Schools remain closed in Liberia due to Ebola but thousands of children have continued to learn
Education in emergencies
Schools in Liberia should have started reopening this week after being closed for months by the outbreak of Ebola. But that return to the classrooms has been postponed until February 16 by the country’s education ministry.
It said more work was needed to ensure safety protocols and health and training requirements were met before children could start going back to school. More than 3600 people have died of Ebola in Liberia since the outbreak began and schools have remain closed since July.
However, some communities have managed to ensure their children continue to learn in other ways. The Kids’ Educational Engagement Project has been working in several areas of the country – and Brenda Moore, one of those behind the idea, explained how it was founded.
She said: “In September, while home schooling my kids (ages five and seven), a question came to mind: how are other parents keeping their kids busy and engaged academically during the compulsory schools closure?
“Later that week, I observed that many kids in my community were just sitting around idle or playing or just loitering around with seemingly nothing to do. Then the idea hit. Why not print a few activity sheets that would keep them busy?”
And so the Kids’ Educational Engagement Project was born. Brenda began working with friends and family to provide weekly worksheets and exercises for children in communities around the Liberian capital Monrovia and to raise awareness among parents.
She was joined by volunteers who included parents, teachers and even some civil servants who had been told they were not required for work during the Ebola crisis.
Brenda said: “We distributed items in various communities and also reached out to three orphanages. The project targeted children ranging from pre-school to sixth grades.
“We provided weekly activity sheets that the parents worked with the children to complete and did a follow-up in a week to verify and ensure the children completed the work.
“The project has been a success and parents are excited and want to keep their children at home and engaged academically. This is also an opportunity to work with their children and bond.”
So far more than 2500 children have been helped by the project and Brenda said: “We intend to keep this simple, community-based initiative operational until the reopening of schools once the government deems it safe.”

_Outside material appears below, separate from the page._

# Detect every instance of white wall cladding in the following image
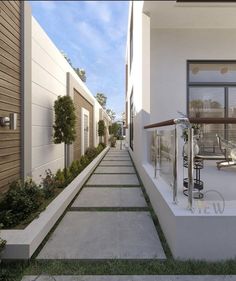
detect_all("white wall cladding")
[32,17,109,181]
[150,29,236,123]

In December, a report by by the Global Business Coalition for Education and A World at School recommended a three-fold response to get five million children affected by the outbreak in Liberia, Guinea and Sierra Leone back into school. It was feared that unless schools reopen soon, millions of children are at risk of dropping out of school permanently, of becoming pregnant or ending up in child labour.
The report – titled Ebola Emergency: Restoring Education, Creating Safe Schools and Preventing a Long-term crisis – recommended urgent steps needed to be taken by governments and the international community to get those millions of children back into school and learning. Schools in Guinea started to reopen two weeks ago.